Former Rome Brave Ronald Acuña Jr. Named Rookie of the Year

Acuña Jr. is the eighth Braves player and second former Rome Brave to win the award

By Rome Braves | November 13, 2018 10:12 AM

The Rome Braves and Atlanta Braves congratulate OF Ronald Acuña Jr. on winning the 2018 National League Jackie Robinson Rookie of the Year award. Acuña Jr. captured 27 of 30 first-place votes from the Baseball Writers' Association of America (BBWAA), which has given the award nationally since 1947. Acuña Jr., 20, finished his first major league season hitting .293 (127-for-433) with a team-high 26 home runs, a .917 OPS and 16 steals in 111 games. He became one of five players in baseball history to reach 26 home runs in a season prior to his 21st birthday and is the 10th player in history to have 25 home runs and 15 steals in his rookie season and the first since Mike Trout in 2012. He becomes the eighth Braves player to win the Rookie of the Year award and the first since former Rome Brave Craig Kimbrel did it in 2011. The last Braves position player to be named Rookie of the Year was SS Rafael Furcal in 2000.

"First of all I would like to give thanks to God, my family, my parents and to all my teammates who've always supported me from the first day that I got the call to the big leagues," Acuña Jr. said. "This award represents all our hard work as a team this season." The 6-foot-0, 205-pound native of La Guaira, Venezuela, who is currently playing with the MLB team that is competing in the Japan All-Star Series, appeared in all 68 games for the Braves after the All-Star break, and hit .322 (85-for-264) with 19 home runs, 54 runs scored, a .403 on-base percentage and a .625 slugging percentage. His 85 hits were the second most among all players in the majors post-break, while his 54 runs tied for the second most and his 19 home runs were tied for fourth most. His 1.028 OPS was the fifth highest.

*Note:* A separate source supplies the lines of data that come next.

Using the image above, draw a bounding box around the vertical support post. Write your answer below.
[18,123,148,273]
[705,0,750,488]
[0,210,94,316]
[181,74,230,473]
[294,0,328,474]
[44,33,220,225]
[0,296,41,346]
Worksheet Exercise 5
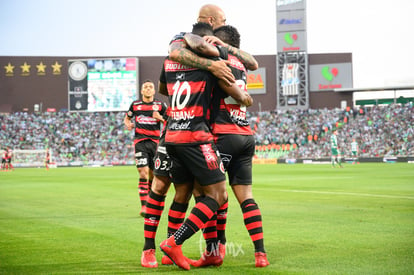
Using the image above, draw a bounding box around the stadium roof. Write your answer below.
[333,85,414,93]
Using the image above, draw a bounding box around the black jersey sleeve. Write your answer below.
[216,45,229,60]
[170,32,186,44]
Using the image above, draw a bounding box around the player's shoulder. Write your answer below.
[170,32,186,44]
[132,99,144,105]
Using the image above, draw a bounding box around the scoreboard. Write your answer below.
[68,58,139,112]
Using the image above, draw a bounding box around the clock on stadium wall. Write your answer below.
[68,57,139,112]
[69,61,88,81]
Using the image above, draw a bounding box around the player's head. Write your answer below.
[191,22,214,37]
[141,79,155,100]
[197,4,226,29]
[214,25,240,48]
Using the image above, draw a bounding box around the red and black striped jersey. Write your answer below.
[127,100,167,143]
[160,58,217,144]
[211,54,253,135]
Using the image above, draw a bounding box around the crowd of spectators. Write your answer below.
[0,104,414,164]
[250,104,414,158]
[0,112,134,164]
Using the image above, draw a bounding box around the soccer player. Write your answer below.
[330,129,343,168]
[169,4,258,89]
[7,148,14,170]
[141,23,251,267]
[191,25,269,267]
[1,149,8,171]
[45,148,50,170]
[351,138,359,164]
[124,80,167,217]
[160,23,251,270]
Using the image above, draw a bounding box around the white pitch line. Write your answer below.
[277,189,414,200]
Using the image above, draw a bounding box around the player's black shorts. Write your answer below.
[216,134,255,185]
[153,143,171,177]
[135,139,157,170]
[167,142,226,186]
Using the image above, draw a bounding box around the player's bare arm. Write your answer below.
[219,80,253,107]
[203,35,259,71]
[152,111,164,122]
[158,81,168,96]
[124,116,135,131]
[169,41,236,86]
[184,32,220,57]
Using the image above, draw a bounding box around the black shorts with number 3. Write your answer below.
[167,142,226,186]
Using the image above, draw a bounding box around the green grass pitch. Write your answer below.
[0,163,414,274]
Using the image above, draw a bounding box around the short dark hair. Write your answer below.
[141,79,155,86]
[191,22,214,37]
[214,25,240,48]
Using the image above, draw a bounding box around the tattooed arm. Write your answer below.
[204,36,259,71]
[169,40,235,85]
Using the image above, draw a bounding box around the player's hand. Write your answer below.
[243,92,253,107]
[124,121,135,131]
[152,111,164,121]
[203,35,227,46]
[209,60,236,86]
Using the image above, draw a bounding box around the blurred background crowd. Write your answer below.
[0,104,414,164]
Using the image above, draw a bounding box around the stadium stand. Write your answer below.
[0,103,414,165]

Acuña Jr. entered 2018 as the No. 2 overall prospect according to and began the season with Triple-A Gwinnett. The club selected his contract from the Stripers on April 25 and he made his MLB debut that night at Cincinnati at the age of 20 years, 128 days. He became the youngest player to debut for the Braves since Julio Teheran debuted at the age of 20 years, 100 days on May 7, 2011 and the youngest position player since Wilson Betemit (19 years, 320 days) in 2001.

As a member of the Rome Braves in 2016, Acuña Jr. hit .311 with four home runs and 18 RBI helping Rome win its second South Atlantic League Championship. In 2018 he singled in his debut against Kevin Shackelford for his first career hit, before hitting his first homer the next day off Homer Bailey in his first plate appearance. Acuña Jr., at 20 years, 129 days, became the youngest player to homer for the Braves since Andruw Jones hit a solo shot on August 23, 1997 vs. Cincinnati at age of 20 years, 122 days.

Acuña Jr. hit eight leadoff home runs this season to set the franchise single-season record and pass the previous mark of seven, set by Marquis Grissom in 1996. He also homered in five straight games, August 11-August 14, to tie the franchise modern-era record for most consecutive games with a homer. Prior to Acuña Jr., who hit six total homers during his run, the last Braves player to go deep in five straight was Brian McCann in 2006. Acuña Jr. also became the youngest player in baseball history to homer in even four straight games.

Acuña Jr. also became the youngest player in baseball history to hit a grand slam in a postseason game when he did so in the second inning of Game 3 of the NLDS vs. Los Angeles. Prior to this season, New York's Mickey Mantle was the youngest to hit a grand slam in the playoffs, doing so at the age of 21 in Game 5 of the 1953 World Series against Brooklyn. Acuña Jr.'s slam, which came on a 3-1, second-inning pitch from Walker Buehler, was the seventh in Braves postseason history and the first of Acuña Jr.'s career.

Along with Kimbrel and Furcal, the other five Braves to win the Rookie of the Year award are OF David Justice (1990), 3B Bob Horner (1978), C Earl Williams (1971), OF Sam Jethroe (1950) and SS Alvin Dark (1948).

This story was not subject to the approval of the National Association of Professional Baseball Leagues or its clubs.